Immigration and the Economy (and Japan)

I notice you quoted all my post except for the part in which I asked you to provide cites. And then didn’t provide any cites.

Admittedly, that’s understandable because you can’t. In every part of the world, birth rates go down as overall wealth increases. That’s why the nonsense comments about “them” outreproducing “us” never quite come true. Large numbers of children are useful in societies in which they are economic assets who at an early age can contribute to the household, and especially so in farming economies. Those societies are also likely to have high rates of childhood mortality. We now know that working class families had on average fewer surviving children than middle and upper class families in Victorian England, even though their birth rates were significantly higher. Birth rates have gone down across developing nations in Africa and Asia as their economies get better and people move to cities. The trend continues for ever wealthier countries. Western Europe and Japan see well-below-replacement-rate births despite having none of the ills" you cite, a trend that started long before they started seeing even the minimal amount of immigration they have today.

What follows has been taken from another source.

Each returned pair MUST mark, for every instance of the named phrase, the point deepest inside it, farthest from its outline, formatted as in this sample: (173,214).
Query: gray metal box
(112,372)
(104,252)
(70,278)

Again, I can point to the birth rate chart in my previous link. Birth rates in the U.S. went down significantly from 1920 to 1940. Immigration was at a low for this entire period. The 1920s were boom years, the 1930s were Depression years.

Birth rates shot up after the war due to pent up demand and prosperity, but peaked in 1957. After that they dropped precipitously throughout the 60s and then have held steady for almost 40 years.

Your rants do not correlate to any of this reality.

That’s true - the lack of day care facilities is a problem. But I’m not sure that’s a factor that people take into consideration before deciding to procreate. Did you?
We certainly don’t - we’re on the IVF program now (both in our early 40s) and expect that we can rely on our parents to help out with day care so that we can both keep working. But if we can’t then one of us will stop working and we’ll take the economic hit for the sake of a child. Most people I know feel pretty much the same way.